Ex. 1

Part I

Take $m = n-1$, and let $R$ be the algorithm’s output. $R = 0$ if and only if $RNG()$ returned $0$ or $n-1$. So $Pr[R = 0] = 2/n$ and $Pr[R = i] = 1/n$ for $i \neq 0$.

Part II

Define $k = \lfloor n/m \rfloor$, So $k$ is the greatest integer such that $mk \leq n$. Define $r = n \mod mk$, so $n = mk + r$ where $0 \leq r < m$.

    def goodSampler(m)
      k = floor( n/m )

        r = RNG()
      while r >= mk

      return r mod m

Uniformity. Assume the algorithm terminates. So we are given $r < mk$ and we want to prove $Pr[r \mod m = i \mid r < mk] = \nfrac{1}{m}$ for $i \in [m]$. Observe \begin{aligned} Pr[r \mod m = i \mid r < mk] &= \nfrac{Pr[r \mod m = i \cap r < mk]}{Pr[r < mk]} \\ &= \nfrac{k/n}{mk/n} = \nfrac{k}{n} \cdot \nfrac{n}{mk} = \nfrac{1}{m} \end{aligned} Recall by uniformity the probability is basically the number of outcomes satisfying the event over all possible outcomes. Clearly the $k$ outcomes of $r$ yielding $i$ by the algorithm are $(0)m + i, (1)m + i, (2)m + i, \dots, (k-1)m + (i)$.

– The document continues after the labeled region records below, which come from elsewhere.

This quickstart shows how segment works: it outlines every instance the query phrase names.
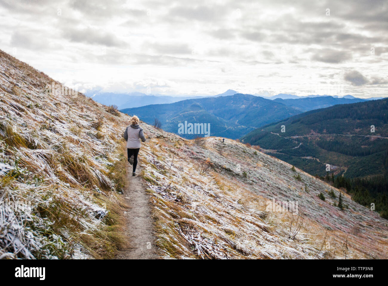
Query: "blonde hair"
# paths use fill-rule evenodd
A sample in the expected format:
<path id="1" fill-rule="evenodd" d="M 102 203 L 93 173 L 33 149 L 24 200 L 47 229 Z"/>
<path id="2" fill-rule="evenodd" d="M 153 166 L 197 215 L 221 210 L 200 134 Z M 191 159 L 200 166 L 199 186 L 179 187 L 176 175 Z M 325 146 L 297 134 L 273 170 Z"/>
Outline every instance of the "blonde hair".
<path id="1" fill-rule="evenodd" d="M 131 123 L 131 125 L 135 125 L 135 124 L 139 124 L 139 122 L 140 122 L 140 119 L 139 119 L 139 118 L 136 115 L 134 115 L 131 119 L 129 119 L 129 123 Z"/>

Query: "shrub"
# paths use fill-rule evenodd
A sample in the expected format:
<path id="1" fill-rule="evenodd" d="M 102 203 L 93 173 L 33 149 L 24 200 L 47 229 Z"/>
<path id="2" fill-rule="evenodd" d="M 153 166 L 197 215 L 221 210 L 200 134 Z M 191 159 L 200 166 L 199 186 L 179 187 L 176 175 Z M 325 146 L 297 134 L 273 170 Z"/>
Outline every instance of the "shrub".
<path id="1" fill-rule="evenodd" d="M 200 161 L 199 173 L 203 175 L 208 174 L 211 170 L 211 163 L 209 158 L 206 160 L 201 160 Z"/>
<path id="2" fill-rule="evenodd" d="M 112 104 L 108 107 L 108 109 L 106 111 L 114 115 L 117 115 L 119 112 L 118 107 L 117 107 L 117 105 Z"/>
<path id="3" fill-rule="evenodd" d="M 158 129 L 160 129 L 162 128 L 162 123 L 158 118 L 155 119 L 155 121 L 154 122 L 154 127 Z"/>
<path id="4" fill-rule="evenodd" d="M 194 139 L 194 144 L 196 145 L 203 147 L 205 145 L 205 139 L 203 137 L 197 136 Z"/>

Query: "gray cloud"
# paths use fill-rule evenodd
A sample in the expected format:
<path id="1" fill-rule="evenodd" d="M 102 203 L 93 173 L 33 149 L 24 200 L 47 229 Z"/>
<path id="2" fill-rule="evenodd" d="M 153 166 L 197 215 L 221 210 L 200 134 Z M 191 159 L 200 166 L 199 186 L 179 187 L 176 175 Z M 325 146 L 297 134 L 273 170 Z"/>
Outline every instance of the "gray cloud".
<path id="1" fill-rule="evenodd" d="M 317 51 L 311 59 L 324 63 L 339 63 L 352 58 L 352 55 L 348 51 L 326 49 Z"/>
<path id="2" fill-rule="evenodd" d="M 357 70 L 351 70 L 345 73 L 344 79 L 353 86 L 362 86 L 367 83 L 368 79 Z"/>
<path id="3" fill-rule="evenodd" d="M 113 33 L 108 33 L 91 28 L 80 29 L 68 28 L 63 35 L 71 42 L 103 45 L 107 47 L 122 47 L 125 44 Z"/>

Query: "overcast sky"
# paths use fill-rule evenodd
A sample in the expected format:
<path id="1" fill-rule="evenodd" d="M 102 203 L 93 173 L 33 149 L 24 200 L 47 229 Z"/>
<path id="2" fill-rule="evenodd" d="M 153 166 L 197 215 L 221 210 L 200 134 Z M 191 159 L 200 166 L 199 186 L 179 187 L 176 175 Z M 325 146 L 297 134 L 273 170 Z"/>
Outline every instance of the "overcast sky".
<path id="1" fill-rule="evenodd" d="M 387 3 L 0 0 L 0 49 L 81 91 L 386 97 Z"/>

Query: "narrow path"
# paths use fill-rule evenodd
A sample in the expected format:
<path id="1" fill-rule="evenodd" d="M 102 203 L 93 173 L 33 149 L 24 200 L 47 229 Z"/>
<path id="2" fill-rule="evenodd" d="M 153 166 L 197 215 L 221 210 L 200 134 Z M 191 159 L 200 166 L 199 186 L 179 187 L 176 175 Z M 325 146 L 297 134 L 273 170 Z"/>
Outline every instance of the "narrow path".
<path id="1" fill-rule="evenodd" d="M 129 209 L 125 214 L 127 221 L 125 231 L 130 238 L 130 246 L 119 252 L 116 256 L 118 259 L 158 258 L 148 195 L 142 183 L 141 178 L 139 176 L 142 170 L 140 164 L 138 163 L 137 175 L 134 177 L 132 175 L 132 166 L 128 167 L 128 182 L 124 195 L 126 202 L 129 205 Z"/>

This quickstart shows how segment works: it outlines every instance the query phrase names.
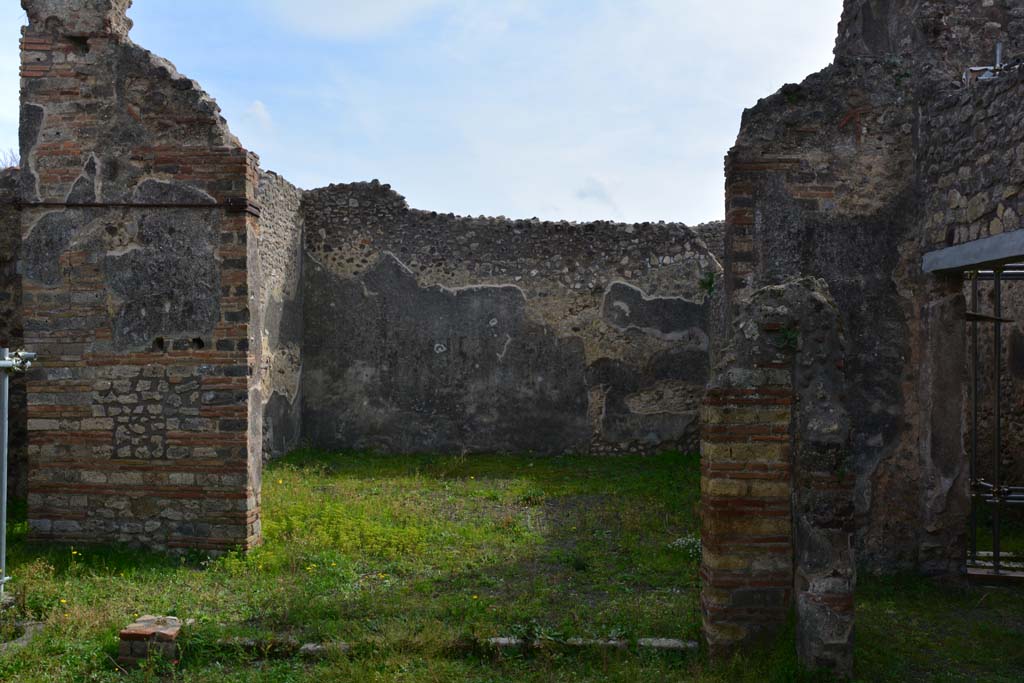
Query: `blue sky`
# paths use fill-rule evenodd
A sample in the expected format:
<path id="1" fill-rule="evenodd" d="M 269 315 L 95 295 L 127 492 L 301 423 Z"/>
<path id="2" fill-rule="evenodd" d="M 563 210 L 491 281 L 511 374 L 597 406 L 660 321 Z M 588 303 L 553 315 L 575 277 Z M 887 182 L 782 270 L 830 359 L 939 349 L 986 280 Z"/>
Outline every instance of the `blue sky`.
<path id="1" fill-rule="evenodd" d="M 16 147 L 16 0 L 0 150 Z M 264 168 L 379 178 L 416 208 L 723 214 L 743 108 L 831 60 L 842 0 L 135 0 L 131 38 L 198 80 Z"/>

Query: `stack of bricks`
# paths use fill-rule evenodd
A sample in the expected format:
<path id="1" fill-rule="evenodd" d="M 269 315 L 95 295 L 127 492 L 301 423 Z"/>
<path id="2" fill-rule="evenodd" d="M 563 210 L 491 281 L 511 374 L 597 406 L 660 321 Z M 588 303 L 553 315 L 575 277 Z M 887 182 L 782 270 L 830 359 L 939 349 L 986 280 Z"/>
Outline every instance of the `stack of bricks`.
<path id="1" fill-rule="evenodd" d="M 258 160 L 194 82 L 126 40 L 130 2 L 25 4 L 30 536 L 250 547 Z"/>
<path id="2" fill-rule="evenodd" d="M 712 389 L 701 409 L 701 612 L 714 654 L 775 633 L 791 606 L 792 405 L 780 383 Z"/>

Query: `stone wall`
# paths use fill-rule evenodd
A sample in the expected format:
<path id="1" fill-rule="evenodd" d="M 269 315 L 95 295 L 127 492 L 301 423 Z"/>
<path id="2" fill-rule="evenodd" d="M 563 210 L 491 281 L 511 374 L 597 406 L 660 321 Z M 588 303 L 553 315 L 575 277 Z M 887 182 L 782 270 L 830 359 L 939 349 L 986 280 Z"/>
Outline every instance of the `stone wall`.
<path id="1" fill-rule="evenodd" d="M 127 40 L 129 4 L 23 2 L 30 536 L 248 547 L 256 159 L 195 82 Z"/>
<path id="2" fill-rule="evenodd" d="M 932 249 L 1019 229 L 1024 69 L 943 93 L 922 115 L 925 229 Z"/>
<path id="3" fill-rule="evenodd" d="M 309 442 L 695 445 L 719 265 L 684 225 L 456 217 L 376 181 L 308 193 L 303 220 Z"/>
<path id="4" fill-rule="evenodd" d="M 1015 224 L 1020 115 L 996 93 L 1016 86 L 963 74 L 996 41 L 1024 53 L 1022 20 L 1004 0 L 848 0 L 835 63 L 745 112 L 727 159 L 727 312 L 808 274 L 843 317 L 858 556 L 874 570 L 963 565 L 963 285 L 922 256 Z"/>
<path id="5" fill-rule="evenodd" d="M 0 171 L 0 346 L 16 350 L 25 346 L 22 329 L 22 279 L 17 274 L 17 255 L 22 246 L 22 223 L 17 200 L 16 168 Z M 8 412 L 8 490 L 15 498 L 26 496 L 28 462 L 26 456 L 25 377 L 10 380 Z"/>

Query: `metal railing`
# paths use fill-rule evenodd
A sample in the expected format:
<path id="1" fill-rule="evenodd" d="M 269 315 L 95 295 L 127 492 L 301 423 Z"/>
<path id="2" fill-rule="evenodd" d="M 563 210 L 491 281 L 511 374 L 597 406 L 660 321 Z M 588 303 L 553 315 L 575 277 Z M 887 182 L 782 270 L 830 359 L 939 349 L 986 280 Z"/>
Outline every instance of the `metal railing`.
<path id="1" fill-rule="evenodd" d="M 991 270 L 968 272 L 971 283 L 971 310 L 967 319 L 971 323 L 971 528 L 968 565 L 979 569 L 1000 573 L 1004 569 L 1019 570 L 1020 558 L 1006 556 L 1001 547 L 1001 517 L 1005 506 L 1024 505 L 1024 486 L 1007 485 L 1002 472 L 1002 326 L 1014 321 L 1002 317 L 1002 283 L 1006 280 L 1024 280 L 1024 266 L 1008 264 Z M 992 283 L 992 313 L 982 313 L 979 309 L 978 283 Z M 978 348 L 978 328 L 981 323 L 992 327 L 992 471 L 991 479 L 986 478 L 978 467 L 978 413 L 980 385 L 980 351 Z M 991 552 L 978 550 L 978 513 L 981 506 L 989 508 L 992 525 Z"/>

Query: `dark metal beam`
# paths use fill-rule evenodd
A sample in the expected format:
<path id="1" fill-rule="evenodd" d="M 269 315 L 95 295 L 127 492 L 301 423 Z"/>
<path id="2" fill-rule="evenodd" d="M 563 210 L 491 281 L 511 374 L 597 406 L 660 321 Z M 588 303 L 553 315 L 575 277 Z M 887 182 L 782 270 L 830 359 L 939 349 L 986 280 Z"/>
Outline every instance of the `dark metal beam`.
<path id="1" fill-rule="evenodd" d="M 925 272 L 976 270 L 1024 260 L 1024 230 L 982 238 L 925 254 Z"/>

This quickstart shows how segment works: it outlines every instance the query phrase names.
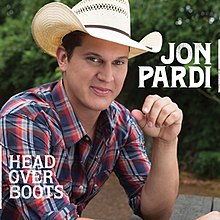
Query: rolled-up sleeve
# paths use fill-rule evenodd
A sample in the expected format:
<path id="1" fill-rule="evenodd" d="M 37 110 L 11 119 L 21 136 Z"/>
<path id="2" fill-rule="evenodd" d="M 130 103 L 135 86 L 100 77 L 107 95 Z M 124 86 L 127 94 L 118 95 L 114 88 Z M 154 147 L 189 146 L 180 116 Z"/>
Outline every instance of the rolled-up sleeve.
<path id="1" fill-rule="evenodd" d="M 1 219 L 61 220 L 78 217 L 77 206 L 70 203 L 68 195 L 59 185 L 54 167 L 49 169 L 45 166 L 45 155 L 50 155 L 50 142 L 51 131 L 48 127 L 32 120 L 31 117 L 7 114 L 0 118 L 3 159 Z M 32 166 L 24 165 L 22 157 L 25 155 L 29 156 Z M 36 158 L 40 159 L 36 162 Z M 20 161 L 16 162 L 18 160 Z M 49 161 L 48 166 L 51 163 L 52 161 Z M 39 173 L 38 181 L 33 170 Z M 18 192 L 12 192 L 13 187 L 19 189 L 19 195 Z"/>
<path id="2" fill-rule="evenodd" d="M 125 189 L 129 205 L 136 215 L 141 216 L 140 195 L 150 172 L 151 163 L 147 156 L 144 135 L 135 119 L 127 115 L 126 136 L 120 147 L 115 173 Z"/>

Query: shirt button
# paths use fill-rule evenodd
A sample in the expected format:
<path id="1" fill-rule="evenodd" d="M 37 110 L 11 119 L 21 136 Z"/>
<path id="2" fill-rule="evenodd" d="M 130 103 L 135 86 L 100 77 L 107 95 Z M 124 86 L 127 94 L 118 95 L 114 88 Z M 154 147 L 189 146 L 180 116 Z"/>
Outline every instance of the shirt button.
<path id="1" fill-rule="evenodd" d="M 79 186 L 79 189 L 80 189 L 80 190 L 83 190 L 83 185 L 80 185 L 80 186 Z"/>

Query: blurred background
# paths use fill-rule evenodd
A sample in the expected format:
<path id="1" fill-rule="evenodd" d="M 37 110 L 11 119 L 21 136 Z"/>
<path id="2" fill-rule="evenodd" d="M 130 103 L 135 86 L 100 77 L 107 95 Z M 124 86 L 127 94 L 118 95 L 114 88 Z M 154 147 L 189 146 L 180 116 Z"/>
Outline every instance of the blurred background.
<path id="1" fill-rule="evenodd" d="M 56 59 L 44 54 L 31 35 L 33 16 L 48 2 L 51 1 L 0 1 L 0 107 L 13 94 L 57 80 L 61 76 Z M 60 0 L 60 2 L 72 7 L 79 1 Z M 218 0 L 130 0 L 130 6 L 132 38 L 141 40 L 147 33 L 159 31 L 163 35 L 164 42 L 160 53 L 156 55 L 147 53 L 130 60 L 129 73 L 118 100 L 130 110 L 141 108 L 147 94 L 169 96 L 176 102 L 184 112 L 178 150 L 181 170 L 180 192 L 207 195 L 214 193 L 220 197 L 220 95 L 217 92 L 220 2 Z M 168 56 L 168 43 L 179 45 L 183 42 L 190 44 L 192 48 L 194 48 L 193 43 L 202 43 L 204 47 L 205 43 L 211 43 L 211 65 L 209 65 L 211 88 L 205 89 L 203 86 L 198 89 L 163 88 L 163 84 L 159 84 L 159 88 L 151 88 L 153 78 L 146 81 L 145 88 L 138 88 L 139 66 L 164 66 L 160 57 Z M 183 57 L 187 56 L 186 51 L 182 52 Z M 194 60 L 190 65 L 193 66 L 193 62 Z M 174 60 L 171 65 L 182 64 Z M 204 69 L 204 65 L 204 58 L 201 56 L 199 66 Z M 184 67 L 187 69 L 188 66 L 189 64 Z M 170 66 L 166 65 L 168 82 L 172 79 L 170 70 Z M 189 85 L 188 74 L 184 80 L 186 85 Z M 110 205 L 105 205 L 110 211 L 106 209 L 103 212 L 106 216 L 108 212 L 109 215 L 117 213 L 119 216 L 118 213 L 123 213 L 124 206 L 127 207 L 127 201 L 123 191 L 118 189 L 118 182 L 114 176 L 110 181 L 106 183 L 104 194 L 101 194 L 104 197 L 98 197 L 98 204 L 102 202 L 103 205 L 107 204 L 103 198 L 106 198 L 105 193 L 110 193 L 110 197 L 121 201 L 121 206 L 118 203 L 114 205 L 113 200 L 110 199 L 108 200 Z M 114 194 L 114 189 L 119 191 L 115 191 Z M 98 206 L 91 207 L 90 211 L 97 215 L 97 209 L 94 207 Z M 101 209 L 104 208 L 101 206 Z M 115 211 L 117 209 L 118 211 Z M 126 210 L 125 213 L 129 212 Z M 122 216 L 124 216 L 122 219 L 126 219 L 124 214 Z"/>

Time Complexity. For an iteration of do-while, probability of termination is $mk/n$. So in expectation it takes $n/mk$ trials until it terminates. It follows

$$ 1 \leq \nfrac{n}{mk} = 1 + \nfrac{r}{mk} < 1 + \nfrac{m}{mk} = 1 + \nfrac{1}{k} \leq 2. $$

Concluding its time is $\mathcal{O}(1)$.

Ex. 2

Distribution. see ex-2.2 notebook.

The distribution of the given psuedo-code seems uniform.


The distribution but with modifying the probability to be hardcoded p = 0.7 rather than p = ContinuousUniform() in line 2, seems normal.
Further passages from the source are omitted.